Mais Hulot est évanescent, ceci et cela et encore autre chose, comme un furet qui glisse entre les doigts, capable d'endosser plusieurs costumes, de se couler dans tous les moules. Il incarne à la perfection l'impasse d'un certain discours écologique qui ne voit dans le monde actuel que deux forces opposées : la planète opprimée et les lobbys des industries pétrolières ou de la finance. Ce dualisme rassure : opposer les mauvaises volontés aux bonnes solutions, c'est quand même amoindrir à l'extrême la complexité du problème. Passe que l'ancien flambeur en pince pour la frugalité, que le nanti nous demande de nous serrer la ceinture. Mais si l'on prend seulement la question de l'énergie, comment laisser croire que le dilemme se réduit à l'opposition entre gaz et pétrole d'un côté, éolien et solaire de l'autre ?

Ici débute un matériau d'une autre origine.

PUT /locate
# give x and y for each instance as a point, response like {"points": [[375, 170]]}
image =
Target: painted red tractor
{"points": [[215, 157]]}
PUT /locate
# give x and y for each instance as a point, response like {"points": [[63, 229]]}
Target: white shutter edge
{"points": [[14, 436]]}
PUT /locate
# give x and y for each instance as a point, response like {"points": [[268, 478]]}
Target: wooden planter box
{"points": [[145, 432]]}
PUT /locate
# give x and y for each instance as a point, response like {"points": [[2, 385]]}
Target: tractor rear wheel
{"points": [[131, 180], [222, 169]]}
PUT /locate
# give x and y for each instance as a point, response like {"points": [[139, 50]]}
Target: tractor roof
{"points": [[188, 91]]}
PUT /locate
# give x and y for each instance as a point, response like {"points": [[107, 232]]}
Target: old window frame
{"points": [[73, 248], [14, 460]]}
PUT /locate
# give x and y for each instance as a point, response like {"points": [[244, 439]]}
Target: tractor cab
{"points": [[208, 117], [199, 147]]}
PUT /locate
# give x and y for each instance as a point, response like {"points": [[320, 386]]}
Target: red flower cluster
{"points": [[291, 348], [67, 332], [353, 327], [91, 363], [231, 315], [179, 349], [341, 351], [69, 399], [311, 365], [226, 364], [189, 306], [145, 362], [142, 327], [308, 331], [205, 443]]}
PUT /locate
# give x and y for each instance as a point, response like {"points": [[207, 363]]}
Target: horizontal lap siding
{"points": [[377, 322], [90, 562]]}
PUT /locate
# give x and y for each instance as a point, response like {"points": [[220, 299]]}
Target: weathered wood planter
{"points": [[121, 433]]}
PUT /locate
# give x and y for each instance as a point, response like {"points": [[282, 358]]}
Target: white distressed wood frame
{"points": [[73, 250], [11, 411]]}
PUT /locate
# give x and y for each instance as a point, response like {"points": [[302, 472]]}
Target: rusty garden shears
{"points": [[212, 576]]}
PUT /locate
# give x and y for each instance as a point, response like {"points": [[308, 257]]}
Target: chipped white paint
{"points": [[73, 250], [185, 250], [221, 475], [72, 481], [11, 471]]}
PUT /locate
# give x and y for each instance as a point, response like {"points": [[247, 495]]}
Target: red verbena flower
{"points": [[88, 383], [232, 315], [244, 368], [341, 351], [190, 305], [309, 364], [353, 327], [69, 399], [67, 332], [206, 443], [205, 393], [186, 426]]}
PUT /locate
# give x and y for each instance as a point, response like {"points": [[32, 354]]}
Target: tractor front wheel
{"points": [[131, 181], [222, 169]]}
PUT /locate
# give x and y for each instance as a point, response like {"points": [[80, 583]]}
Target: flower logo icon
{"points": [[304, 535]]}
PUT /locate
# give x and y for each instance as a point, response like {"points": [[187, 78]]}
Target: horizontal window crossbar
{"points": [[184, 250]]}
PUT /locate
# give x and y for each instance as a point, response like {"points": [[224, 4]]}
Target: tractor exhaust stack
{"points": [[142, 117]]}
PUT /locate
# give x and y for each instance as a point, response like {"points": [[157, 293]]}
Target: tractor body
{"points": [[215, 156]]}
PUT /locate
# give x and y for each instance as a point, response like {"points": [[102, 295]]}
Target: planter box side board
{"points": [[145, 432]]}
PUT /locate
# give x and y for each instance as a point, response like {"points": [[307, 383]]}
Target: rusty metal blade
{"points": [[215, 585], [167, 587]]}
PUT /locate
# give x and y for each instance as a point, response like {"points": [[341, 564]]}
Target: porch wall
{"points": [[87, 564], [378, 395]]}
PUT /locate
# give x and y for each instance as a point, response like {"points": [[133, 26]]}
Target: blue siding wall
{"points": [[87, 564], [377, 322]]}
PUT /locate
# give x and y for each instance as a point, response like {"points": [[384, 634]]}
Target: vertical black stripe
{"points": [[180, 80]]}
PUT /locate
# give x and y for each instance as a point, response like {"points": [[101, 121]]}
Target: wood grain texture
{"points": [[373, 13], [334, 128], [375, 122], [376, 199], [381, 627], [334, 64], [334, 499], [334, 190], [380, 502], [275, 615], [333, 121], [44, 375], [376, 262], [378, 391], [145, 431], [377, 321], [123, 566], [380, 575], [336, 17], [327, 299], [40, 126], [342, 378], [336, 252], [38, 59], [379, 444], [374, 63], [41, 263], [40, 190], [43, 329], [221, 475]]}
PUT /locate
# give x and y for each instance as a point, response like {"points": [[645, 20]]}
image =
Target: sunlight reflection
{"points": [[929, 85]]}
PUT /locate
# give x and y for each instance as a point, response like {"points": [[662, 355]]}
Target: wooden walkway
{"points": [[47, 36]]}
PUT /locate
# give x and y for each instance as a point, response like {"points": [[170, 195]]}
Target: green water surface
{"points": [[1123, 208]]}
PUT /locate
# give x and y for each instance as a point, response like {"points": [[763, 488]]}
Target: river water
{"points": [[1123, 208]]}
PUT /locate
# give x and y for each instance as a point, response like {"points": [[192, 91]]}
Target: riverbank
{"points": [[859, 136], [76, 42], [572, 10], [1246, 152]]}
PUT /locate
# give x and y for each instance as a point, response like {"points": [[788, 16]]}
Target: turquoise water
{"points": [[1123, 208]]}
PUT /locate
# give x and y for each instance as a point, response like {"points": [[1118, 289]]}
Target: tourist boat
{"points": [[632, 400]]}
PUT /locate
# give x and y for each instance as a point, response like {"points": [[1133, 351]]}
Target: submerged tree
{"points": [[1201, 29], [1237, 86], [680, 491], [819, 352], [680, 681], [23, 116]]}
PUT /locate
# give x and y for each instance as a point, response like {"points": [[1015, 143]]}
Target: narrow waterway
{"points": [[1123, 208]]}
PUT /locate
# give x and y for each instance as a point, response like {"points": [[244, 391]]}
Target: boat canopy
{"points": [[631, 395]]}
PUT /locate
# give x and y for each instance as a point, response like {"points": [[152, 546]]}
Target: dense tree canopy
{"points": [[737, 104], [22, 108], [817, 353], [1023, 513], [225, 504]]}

Berger. Dans un documentaire meurtrier, Michael Moore montre que les énergies renouvelables sont coûteuses, ne renouvellent rien et détruisent cette planète qu'elles prétendent sauver. Reconnaissons que, en matière d'environnement, il y a des antinomies qui ne sont pas dues à la seule méchanceté des lobbys. Mais Hulot esquive les impasses : il représente une forme de compromis entre plusieurs aspirations. Il fait peur et réconforte. Il voudrait, tel un berger, conduire l'humanité entière de l'autre côté du fleuve, où tous les êtres communieraient dans la douceur et la fraternité. Il fait penser à ce personnage de Frank Capra joué par James Stewart dans Mr. Smith au Sénat : cet homme naïf qui, nommé sénateur, croise au Capitole toute la corruption du monde politique et triomphe des intrigues. Sauf que Nicolas Hulot est tout sauf un naïf. Sa démission surprise du gouvernement Macron est digne d'un tacticien chevronné. Il ne fut d'ailleurs pas un mauvais ministre de l'Écologie, mais la politique des petits pas ne pouvait convenir à cet homme épris d'épopée. La position, narcissiquement gratifiante, de l'opposant éternel lui a semblé préférable à celle de responsable politique.

On lui reproche ses liens incestueux avec le CAC 40 - il a noué d'innombrables contrats avec L'Oréal, EDF, Veolia -, alors il bifurque, en paroles du moins, devient anticapitaliste et décroissant. D'une certaine manière, il symbolise la panne écologique actuelle : tout le monde s'accorde sur le diagnostic, mais personne sur les remèdes. En 2017, il disait : « Osons le soleil, le vent, l'eau, la mer, comme seules énergies. Osons le juste échange plutôt que le libre-échange. » Et ajoutait : « Sauver les bonobos, c'est nous sauver nous-mêmes. » C'est ça, le message de Hulot : la soupe de pain perdu à la campagne où l'on retrouve tous les camps, les anticapitalistes, les végans, les animalistes, les néopaïens, les collapsologues. Comme tous les écologistes, il fait tinter la vieille breloque du péché originel, mais nous donne tout de suite l'absolution. À cette cucuterie sentencieuse, on peut préférer d'autres approches, moins culpabilisatrices et plus dynamiques  

 
Acuité. Pascal Bruckner est écrivain et essayiste. Dernier ouvrage paru : « Une brève éternité. Philosophie de la longévité » (Grasset).